オレンジ色の暖かな夕陽が窓から射し込み廊下を鮮やかに色付ける。今日は演劇の練習も仕事も無く、久々にゆっくり出来ると考えていると、正面から一人の生徒が歩いて来た。


「あら、凛堂さん」

「あっ…黒木会長、」


黒木ショウコ、生徒会長だ。若干吊り上がった黒の瞳がキッとコユリを射抜き、嫌みったらしい口調で言った。


「ハムレットの方は順調に進んでいるかしら?」

「…はい、勿論です」

「当然のことながら主役が一番の要。全て貴女に掛かっていますのよ?学園の歴史に泥を塗らぬよう精々頑張って下さいね。それでは…御機嫌よう、凛堂さん」

「っ…御機嫌よう、」


まるでコユリを嘲笑うかのように言い放ち去って行ったショウコ。コユリは彼女の姿が見えなくなったのを確認してから大きく息を吐いて肩を落とした。


「主、大丈夫ですか?」

「ラティスモン…。実は黒木会長のことちょっと苦手なんだよね」

「そりゃあんな態度取られちゃ、幾らコユリでも嫌いになるよな」

「別に嫌いって訳じゃ……。ただ、一方的に嫌われてるような気がして」

「どうせコユリを妬んでるだけだろ。ただの当て付けだから気にすんな」

「妬む要素なんて無いと思うんだけどなぁ……」


彼女の呟きに「人柄から妬めないだけで要素はある」と思ってしまうヒョウルモン達だった。



***



時計屋のおやじの依頼で手始めにアメリカの調査から行っていたキリハ達ブルーフレア。やはりそう簡単には核心を掴めずにいた。


「今日も収穫は無しか」

「そう焦るな、メイルバードラモン」

「次は何処に行くんだ?」

「そうだな……。

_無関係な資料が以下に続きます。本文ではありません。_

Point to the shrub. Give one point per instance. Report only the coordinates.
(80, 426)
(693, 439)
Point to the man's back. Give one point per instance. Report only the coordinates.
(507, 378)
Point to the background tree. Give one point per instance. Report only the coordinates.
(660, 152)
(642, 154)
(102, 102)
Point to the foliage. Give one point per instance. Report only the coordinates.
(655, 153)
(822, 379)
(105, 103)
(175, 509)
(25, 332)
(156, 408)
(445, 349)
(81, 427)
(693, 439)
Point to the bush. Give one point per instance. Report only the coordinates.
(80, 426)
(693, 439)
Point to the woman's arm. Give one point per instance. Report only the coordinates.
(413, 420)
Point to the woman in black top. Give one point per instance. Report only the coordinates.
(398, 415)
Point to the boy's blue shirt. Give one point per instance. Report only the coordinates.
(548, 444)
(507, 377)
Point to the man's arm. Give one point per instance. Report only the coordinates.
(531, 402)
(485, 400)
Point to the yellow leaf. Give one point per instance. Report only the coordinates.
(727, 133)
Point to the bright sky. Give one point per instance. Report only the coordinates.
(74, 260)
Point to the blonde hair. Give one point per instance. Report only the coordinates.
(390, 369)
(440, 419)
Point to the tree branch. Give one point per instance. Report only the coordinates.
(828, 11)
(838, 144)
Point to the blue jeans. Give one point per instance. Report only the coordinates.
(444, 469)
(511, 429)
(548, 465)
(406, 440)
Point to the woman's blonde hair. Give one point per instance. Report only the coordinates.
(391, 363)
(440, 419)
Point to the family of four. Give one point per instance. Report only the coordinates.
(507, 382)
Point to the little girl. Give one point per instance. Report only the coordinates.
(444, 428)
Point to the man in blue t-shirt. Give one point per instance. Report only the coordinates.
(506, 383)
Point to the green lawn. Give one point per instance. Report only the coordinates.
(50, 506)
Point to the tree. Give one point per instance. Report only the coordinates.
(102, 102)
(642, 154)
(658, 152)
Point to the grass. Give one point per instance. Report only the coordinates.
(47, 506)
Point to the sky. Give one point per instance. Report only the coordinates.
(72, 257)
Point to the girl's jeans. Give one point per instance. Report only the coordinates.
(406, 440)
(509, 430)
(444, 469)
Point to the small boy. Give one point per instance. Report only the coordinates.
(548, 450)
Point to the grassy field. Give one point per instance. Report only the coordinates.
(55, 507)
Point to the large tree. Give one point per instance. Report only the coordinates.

…誰だ……!?」


背後に感じた人の気配。只者では無いことはすぐに分かった。一気に緊張が張り詰める。キリハはすぐさま振り向き、メイルバードラモンも戦闘体勢に入る。


「sorry,sorry!そんなに構えないでよ。あたしは敵じゃない」


陰から現れたのは二つ結びの金髪の少女と、犬のような形をしたデジモン。彼女は敵意は無いとへらりと笑った。


「…君もハンターなのか?」

「残念だけど、ハンターではないよ」


近いものではあるけどね、と続けた少女はポケットからクロスローダーとは異なる小型の機械を取り出した。


「君は一体……、」

「ふふっ、今はまだナイショ」


初対面だというのにそうとは思えない少女の微笑みに、キリハは内心引っ掛かりを感じた。その時、一瞬にして彼女の顔付きが険しくなった。


「…来たみたい」

「ッ……!」


彼女の言葉とほぼ同時に周囲の景色が歪み出し、キリハ達は強制的にデジクオーツへと引き込まれてしまった。こんなことは初めてで、キリハは困惑の色を隠しきれていない。どうやら敵デジモンの力によって引き込まれたらしい。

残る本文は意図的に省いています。